Les enjeux environnementaux
L’appropriation citoyenne et locale de ces projets est un facteur essentiel pour la réussite de la transition énergétique. En effet, les citoyens sont les premiers concernés par le dérèglement climatique, il est donc essentiel que ce soit ces derniers qui participent au développement des solutions d’adaptabilité pour leurs territoires. Par exemple, l’association Les Centrales Villageoises, soutenue par la Fondation Terre Solidaire, permet à divers collectifs de bénéficier d’un modèle pour parvenir à développer des projets photovoltaïques sur toitures. Pour cela, le réseau des Centrales Villageoises propose un espace d’échange, de partage et de coopération, ainsi que des services mutualisés et partagés.
Actuellement en France, le nombre de projets citoyens d’énergies renouvelables labellisés s’élève à plus de 350, dont plus de 250 projets solaire photovoltaïque. Par ailleurs, 71 de ces projets font partie du réseau Centrales Villageoise évoqué précédemment. En 2024, le réseau a franchi la barre des 10 MégaWatts crête de puissance installée. Les 500 installations photovoltaiques en service permettent d'alimenter l'équivalent de 3 500 foyers. Ces statistiques démontrent plus que jamais que la réappropriation citoyenne de la question de l’énergie est une clef du défi environnemental pour les années à venir. Au-delà de ces chiffres, l’implication citoyenne permet aux communautés de prendre des décisions concernant leur propre approvisionnement énergétique, en tenant compte des préoccupations environnementales et sociales qui les concernent directement. Et d’un point de vue plus technique, la décentralisation de la production de cette énergie permet aussi de réduire les pertes liées au transport de l'électricité et renforce la résilience du réseau de proximité.
L’énergie citoyenne va bien au-delà de la production d’énergie renouvelable. En effet, l’aspect social est obligatoirement à prendre en compte dans la totalité du système que nous évoquons. Les projets citoyens permettent l’élargissement du réseau et le renforcement de la connaissance du territoire. Des nouvelles coopérations entre les différents acteurs locaux se dégagent une expérimentation de nouvelles manières de travailler ensemble, pour le bien du collectif.
L’importance de la réappropriation citoyenne de l'énergie
Dans un contexte marqué par l’urgence climatique, il est absolument nécessaire que la population se réapproprie la question de l’énergie. Les projets d’énergie citoyenne portés par des communautés offrent une réelle réponse aux défis environnementaux et sociaux auxquels nous sommes confrontés. Ces initiatives mettent en lumière l’importance de l’engagement de la population dans la production de sa propre énergie, au-delà de la réduction des émissions de gaz à effet de serre.
La réappropriation citoyenne favorise le développement économique local et la création d’emplois durables.
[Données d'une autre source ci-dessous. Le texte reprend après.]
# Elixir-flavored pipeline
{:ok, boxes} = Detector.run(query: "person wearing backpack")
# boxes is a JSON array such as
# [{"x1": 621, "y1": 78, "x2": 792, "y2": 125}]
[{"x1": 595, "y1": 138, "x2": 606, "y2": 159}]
Les citoyens bénéficiant directement des retombées économiques des projets (qu’ils soient bénévoles, actionnaires ou directement porteurs de projets), ces derniers solidifient le lien entre les enjeux environnementaux et les défis sociaux auxquels ils sont confrontés. De plus, l’énergie citoyenne joue un rôle crucial dans la sensibilisation et l’éducation des citoyens impliqués aux enjeux énergétiques. La réappropriation de cette énergie est donc primordiale pour le citoyen, et pour notre transition énergétique.
L’énergie est un sujet bien trop fondamental, notamment en ces temps de crise énergétique mondiale, pour que les citoyens s’en détournent. L’encouragement de l’engagement citoyen au niveau local doit ouvrir la voie à un système énergétique plus juste, plus démocratique et plus respectueux de l’environnement.